Moody's stuft Münchener Rück hoch, während der Konzern mit milliardenschweren Aktienrückkäufen gegen den schwachen Kurs steuert.

Die Kernpunkte:
  • Rating auf Aa2 angehoben
  • Milliarden-Rückkaufprogramm gestartet
  • Gewinn je Aktie gestiegen
  • Aktie überwindet 50-Tage-Linie

Starke Zahlen, schwacher Marktpreis. Bei der Münchener Rück klaffen operative Stärke und Aktienkurs im Jahr 2026 auseinander. Das Management steuert nun massiv gegen. Eine Ratinganhebung und beschleunigte Aktienrückkäufe setzen klare Akzente.

Moody’s lobt Disziplin

Ende Juni hob Moody’s das Finanzstärke-Rating des Konzerns von Aa3 auf Aa2 an. Der Ausblick bleibt stabil. Die Agentur lobt vor allem die extrem solide Bilanz. Das Management jage keinem Prämienwachstum auf Kosten der Profitabilität hinterher.

Diese Zurückhaltung zeigt sich aktuell. Die Juli-Erneuerungsrunde läuft. Ein weltweiter Überfluss an Rückversicherungskapital drückt die Preise. Das trifft besonders das Sach-Katastrophen-Geschäft. Die Münchener Rück verzichtet konsequent auf unrentable Verträge. Der Konzern schrumpfte sein gezeichnetes Volumen bereits im Frühjahr bewusst.

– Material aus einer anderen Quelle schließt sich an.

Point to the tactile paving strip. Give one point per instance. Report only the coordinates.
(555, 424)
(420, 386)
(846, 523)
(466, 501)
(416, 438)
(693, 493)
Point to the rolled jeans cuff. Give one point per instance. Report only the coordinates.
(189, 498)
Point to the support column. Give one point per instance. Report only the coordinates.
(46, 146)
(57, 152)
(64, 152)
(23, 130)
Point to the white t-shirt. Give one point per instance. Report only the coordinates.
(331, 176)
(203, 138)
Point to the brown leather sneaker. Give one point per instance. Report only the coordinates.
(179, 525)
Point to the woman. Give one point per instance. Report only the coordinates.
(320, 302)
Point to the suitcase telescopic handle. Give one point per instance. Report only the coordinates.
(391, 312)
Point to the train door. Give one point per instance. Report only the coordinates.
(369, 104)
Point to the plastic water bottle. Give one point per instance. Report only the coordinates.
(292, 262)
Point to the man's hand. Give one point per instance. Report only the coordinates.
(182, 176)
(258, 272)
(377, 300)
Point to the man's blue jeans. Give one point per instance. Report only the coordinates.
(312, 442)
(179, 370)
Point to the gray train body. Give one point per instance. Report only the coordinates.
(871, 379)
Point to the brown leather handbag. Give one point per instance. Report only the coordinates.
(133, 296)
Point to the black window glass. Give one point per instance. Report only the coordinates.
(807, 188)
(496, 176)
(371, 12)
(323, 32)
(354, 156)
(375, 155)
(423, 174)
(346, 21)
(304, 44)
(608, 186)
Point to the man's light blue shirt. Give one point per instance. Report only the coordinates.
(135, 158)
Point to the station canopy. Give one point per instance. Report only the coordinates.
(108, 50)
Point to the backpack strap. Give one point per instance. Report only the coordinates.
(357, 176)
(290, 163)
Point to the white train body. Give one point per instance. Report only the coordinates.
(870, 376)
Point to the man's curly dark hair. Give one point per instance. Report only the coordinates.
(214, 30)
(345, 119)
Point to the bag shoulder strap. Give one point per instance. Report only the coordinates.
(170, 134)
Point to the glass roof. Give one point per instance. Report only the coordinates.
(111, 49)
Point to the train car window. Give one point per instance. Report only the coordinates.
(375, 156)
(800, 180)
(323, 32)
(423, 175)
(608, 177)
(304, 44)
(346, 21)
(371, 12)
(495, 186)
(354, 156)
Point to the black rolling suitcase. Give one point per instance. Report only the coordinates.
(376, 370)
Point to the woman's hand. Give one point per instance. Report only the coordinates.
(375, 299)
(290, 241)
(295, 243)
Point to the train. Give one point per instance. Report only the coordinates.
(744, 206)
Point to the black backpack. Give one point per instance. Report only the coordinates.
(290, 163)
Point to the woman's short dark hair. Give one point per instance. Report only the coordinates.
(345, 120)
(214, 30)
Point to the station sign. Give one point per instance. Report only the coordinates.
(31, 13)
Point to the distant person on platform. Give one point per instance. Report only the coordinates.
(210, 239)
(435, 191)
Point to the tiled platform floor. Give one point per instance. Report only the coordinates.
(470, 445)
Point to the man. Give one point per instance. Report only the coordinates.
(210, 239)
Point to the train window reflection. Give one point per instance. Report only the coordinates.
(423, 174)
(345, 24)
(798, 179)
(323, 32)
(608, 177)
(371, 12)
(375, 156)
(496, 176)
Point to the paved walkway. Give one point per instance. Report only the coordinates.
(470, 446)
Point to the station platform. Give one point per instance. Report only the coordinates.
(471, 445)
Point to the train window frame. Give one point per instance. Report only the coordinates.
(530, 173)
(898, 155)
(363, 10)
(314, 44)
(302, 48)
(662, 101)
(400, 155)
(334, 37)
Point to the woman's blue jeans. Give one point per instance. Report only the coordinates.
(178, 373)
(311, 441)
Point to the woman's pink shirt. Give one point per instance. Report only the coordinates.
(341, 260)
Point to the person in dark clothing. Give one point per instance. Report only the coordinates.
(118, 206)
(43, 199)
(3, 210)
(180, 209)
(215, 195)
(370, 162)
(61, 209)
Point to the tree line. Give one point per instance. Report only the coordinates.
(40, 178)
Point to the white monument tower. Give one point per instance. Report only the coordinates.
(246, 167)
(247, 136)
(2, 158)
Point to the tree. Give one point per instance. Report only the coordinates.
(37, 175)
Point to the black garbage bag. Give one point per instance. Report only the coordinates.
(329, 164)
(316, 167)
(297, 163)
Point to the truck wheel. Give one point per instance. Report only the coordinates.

Milliardenschwere Rückkäufe

Die operative Basis dafür ist stark. Im ersten Quartal stieg der Nettogewinn auf rund 1,7 Milliarden Euro. Der Gewinn je Aktie kletterte auf 13,41 Euro. Eine Solvenzquote von 292 Prozent verschafft dem Management reichlich Spielraum.

Diesen Puffer nutzt der Versicherer für eigene Aktien. Ende Juni kaufte der Konzern fast 120.000 Papiere zurück. Seit Mai sammelte das Unternehmen über 1,1 Millionen Aktien ein. Der Konzern zieht diese Anteilsscheine dauerhaft ein. Das steigert den Gewinn je verbleibender Aktie rechnerisch weiter.

Die aktuelle Tranche umfasst maximal 900 Millionen Euro. Sie gehört zu einem Gesamtpaket von 2,25 Milliarden Euro. Dieses Programm läuft noch bis zur Hauptversammlung im Jahr 2027.

Aktie holt auf

Am Aktienmarkt hinterlässt diese Mischung erste Spuren. Am Freitag schloss das Papier bei 497,80 Euro. Damit überwand der Titel seinen 50-Tage-Durchschnitt. Auf Monatssicht verbucht die Aktie ein Plus von 13,58 Prozent.

Trotzdem bleibt Luft nach oben. Seit Jahresbeginn steht ein Minus von 9,33 Prozent auf der Anzeigetafel. Auch das 52-Wochen-Hoch von 605 Euro aus dem vergangenen August ist noch weit entfernt.

Halbjahresbericht im August

Der nächste harte Datenpunkt folgt im August. Dann legt die Münchener Rück ihren Halbjahresbericht vor. Dieses Dokument wird die Ergebnisse der laufenden Erneuerungsrunde beinhalten. Hier zeigt sich, ob die strenge Preisdisziplin den strukturellen Marktdruck ausgleichen kann. Bis dahin stützt das massive Rückkaufprogramm den Kurs weiter ab.